The NSA has admitted that analysts have violated legal restrictions on thousands of occasions in recent years, but the agency says most of the violations are accidental.
I appreciate the transparency that the Inspector General has provided to the American people," Grassley, the ranking member of the Judiciary Committee, said in a statement. "We shouldnt tolerate even one instance of misuse of this program. Robust oversight of the program must be completed to ensure that both national security and the Constitution are protected.
The letter was sent on Sept. 11 and Grassley's office released it to the public on Thursday.
Paging Justice Roberts?
Doesn’t surprise me in the least. This much power will often be too much of a temptation for people not sufficiently mature to govern their actions. Which is one reason the security clearance process needs to be cinched up much tighter than it has been for the last 10 years.
The analyst resigned before any disciplinary action could be taken...He retired before the agency took any action...She resigned before the agency took disciplinary actionWTF? It is not criminal? They can't be prosecuted after leaving the agency?
Yeah, I’d love to know what they have on him.
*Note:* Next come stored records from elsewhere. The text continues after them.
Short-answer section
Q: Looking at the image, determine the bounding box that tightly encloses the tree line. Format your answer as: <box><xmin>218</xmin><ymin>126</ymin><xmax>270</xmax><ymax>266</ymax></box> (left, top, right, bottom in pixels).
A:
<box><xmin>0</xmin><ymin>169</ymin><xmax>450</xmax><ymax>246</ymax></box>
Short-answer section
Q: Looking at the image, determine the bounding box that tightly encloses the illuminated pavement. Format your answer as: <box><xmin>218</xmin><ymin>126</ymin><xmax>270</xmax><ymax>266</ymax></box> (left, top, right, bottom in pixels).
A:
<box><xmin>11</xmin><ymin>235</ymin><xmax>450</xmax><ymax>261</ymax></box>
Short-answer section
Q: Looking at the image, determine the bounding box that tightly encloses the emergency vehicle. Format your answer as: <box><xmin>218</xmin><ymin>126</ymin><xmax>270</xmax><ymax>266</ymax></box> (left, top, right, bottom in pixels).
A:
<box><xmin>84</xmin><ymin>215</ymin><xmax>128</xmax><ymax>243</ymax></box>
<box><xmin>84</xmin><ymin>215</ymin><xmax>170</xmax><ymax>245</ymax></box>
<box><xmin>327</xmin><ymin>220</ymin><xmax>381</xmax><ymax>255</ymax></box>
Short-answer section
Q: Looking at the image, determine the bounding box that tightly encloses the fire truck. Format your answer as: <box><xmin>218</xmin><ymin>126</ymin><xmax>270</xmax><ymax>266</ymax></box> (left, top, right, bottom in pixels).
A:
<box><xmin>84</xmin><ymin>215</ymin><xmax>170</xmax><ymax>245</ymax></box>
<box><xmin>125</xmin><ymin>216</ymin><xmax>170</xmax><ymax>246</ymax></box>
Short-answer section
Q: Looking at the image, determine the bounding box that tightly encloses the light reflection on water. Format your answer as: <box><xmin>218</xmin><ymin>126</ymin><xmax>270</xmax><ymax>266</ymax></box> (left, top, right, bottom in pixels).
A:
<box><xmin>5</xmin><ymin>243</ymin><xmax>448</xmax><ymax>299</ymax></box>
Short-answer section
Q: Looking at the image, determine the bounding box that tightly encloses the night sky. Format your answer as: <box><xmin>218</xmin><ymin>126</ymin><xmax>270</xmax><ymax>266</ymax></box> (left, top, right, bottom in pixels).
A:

Probably goes something like: "If you let me retire and collect my pension and health benefits for life, I will keep my mouth shut."
You’re absolutely correct. This is the greatest fraud on the American people since the Nation was formed.
Big deal. So what if some of the government thugs who are engaging in unconstitutional spying also violated their Jack booted agency’s policies.
They can’t prosecute because the criminals know too much.
12 incidents in roughly ten years. Excuse me, but you call this abuse? Sounds like safeguards were up and working in the few cases sited, but to infer that there was widespread abuse is rediculous. This should be taken off the side bar.
They exempted fathers who were checking out their daughter’s latest boyfriend. That would have added at least 10,000 to the incident total. /sarc
Of course I believe that the NSA is being completely honest for forthcoming on all abuse cases. Our government, like the POTUS, Congress, EPA, IRS, FEC, NSA, etc would never ever lie or mislead us. /sarc
Straight out of “The Lives of Others.”
true, but that one would be legit
I'm sorry, but I disagree: with what we've heard of PRISM and XKeyScore (I think there was another one, too) the agency collects far too much. It operates on both the assumption of guilt and guilt by association.
I don't want those introduced into American culture, and certainly not jurisprudence. (Remember the "parallel construction" story where the DEA [IIRC] was building a case interdependently
but working with the NSA?)
It’s a clear, longstanding and broad pattern; taxpayers are robbed to pay for some super expensive, whiz-bang pieces of hardware, which are then transformed into toys for adolescents mascarading as adults.
SWAT Teams, NSA, others...?
If it’s hi-speed or secretive you can be sure the “Hold muh beer —watch THIS..!”-factor will go up 1,000% in no time.
ONE time per year, for the last 12 years, huh?
For an entity with 30,000 employees and an almost UNLIMITED budget and almost no oversight...?!
ONE TIME PER YEAR???
That conforms PERFECTLY to the NSA pattern —deny ad nauseum until it’s a *demonstrable* lie, then finally admit kicking and screaming to some wrongdoing which is a MILLION times smaller than what is actually going on.
If they say once per year, then it’s a million times PER DAY.
MOST of them are doing this EVERY time it strikes their most whimsical fancy.
THESE LIARS ARE DOING THIS ALLLL THE TIME.
How many thousands have they killed just for the HELL OF IT?